L’Etat doit interpeller les parents ou responsables de ces actes pour leur dire d’arrêter, car la société a besoin des enfants qui ont des valeurs. Les parents n’ont pas tous les droits sur les enfants. Il appartient à chaque parent d’avoir connaissance des conséquences négatives de la pigmentation sur la peau, car les produits utilisés peuvent plus tard affecter la santé de l’enfant. Ce dernier a droit à la protection donc toute chose qui va en l’encontre de sa santé doit être proscrite. Si un dermatologue prouve que l’enfant qu’il a eu est malade à la suite des produits toxiques, les parents peuvent être poursuivis. Puisque l’enfant est vulnérable et a des droits. C’est parce que les médecins qui reçoivent n’attirent pas l’attention de l’État que certains parents continuent. Sinon, le parent répondra de cette destruction corporelle de l’enfant. Tout le monde peut attirer l’attention de l’État. Malheureusement en Afrique, l’on attend que cela se termine autrement avant d’agir.

Ces produits doivent-ils être interdits sur le marché ivoirien ?

Ces produits rapportent beaucoup en matière de finances et cela est difficile à combattre. L’Etat va initier la lutte, mais tant que cela va rapporter, vous aurez des personnes qui se cacheront pour les vendre.

Quelles peuvent être les conséquences de la dépigmentation chez l’enfant ?

Je m’interroge de savoir si ces personnes sont conscientes des conséquences des produits qu’elles appliquent sur leurs enfants. Cela fait froid dans le dos d’exposer un enfant aux cancers. Tout cela joue sur la sécrétion des hormones du tout-petit. Toute transformation involontaire amène une personne à se poser des questions. Si un enfant développe un cancer et apprend par la suite que sa mère est à l'origine, dans quel état psychologique sera-t-il ? Le dosage de ces produits est méconnu des parents. Qu’est-ce qui arrivera aux enfants avec toutes ces substances toxiques qu’ils en magasinent dans leurs corps ? Si après avoir subi une opération la peau d’un enfant n’a pas pu se refermer en raison de sa fragilisation due à la dépigmentation, l’on peut arriver au drame. Le parent plongera dans la détresse éternelle. Même si personne ne le condamne, ce dernier sera dans une prison mentale, il culpabilisera toute la vie. C’est pire que la prison de savoir qu’on est l’auteur du drame de son enfant.

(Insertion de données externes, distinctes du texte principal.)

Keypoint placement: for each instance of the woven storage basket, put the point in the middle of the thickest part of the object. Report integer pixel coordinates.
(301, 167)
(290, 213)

Quelle solution proposez-vous pour lutter efficacement contre ce fléau ?

Cette thématique n’est pas abordée, mais elle tue les gens en sourdine. En parler permettra aux mamans d’avoir de la personnalité. Il faut qu’une sensibilisation soit entamée. L’adolescence, c’est la période de conduite à risque. La beauté n’est pas seulement être clair, elle est dans beaucoup de choses... Si nous commençons très tôt à dire aux jeunes que la couleur de la peau est une question d’identité et d’appartenance, une race qui doit être valorisée, il faut leur montrer le bien-fondé de demeurer dans cette race et montrer aux gens qu’on a autre chose à donner que de se recoloniser avec la peau du colonisateur. Nous avons autre chose à donner que la dépigmentation. Éduquons nos enfants avec des valeurs pour qu’ils soient utiles à la société. N’ayons pas honte d’avoir la peau noire. Malheureusement, nous avons cette race hybride. Ni noire, ni blanche.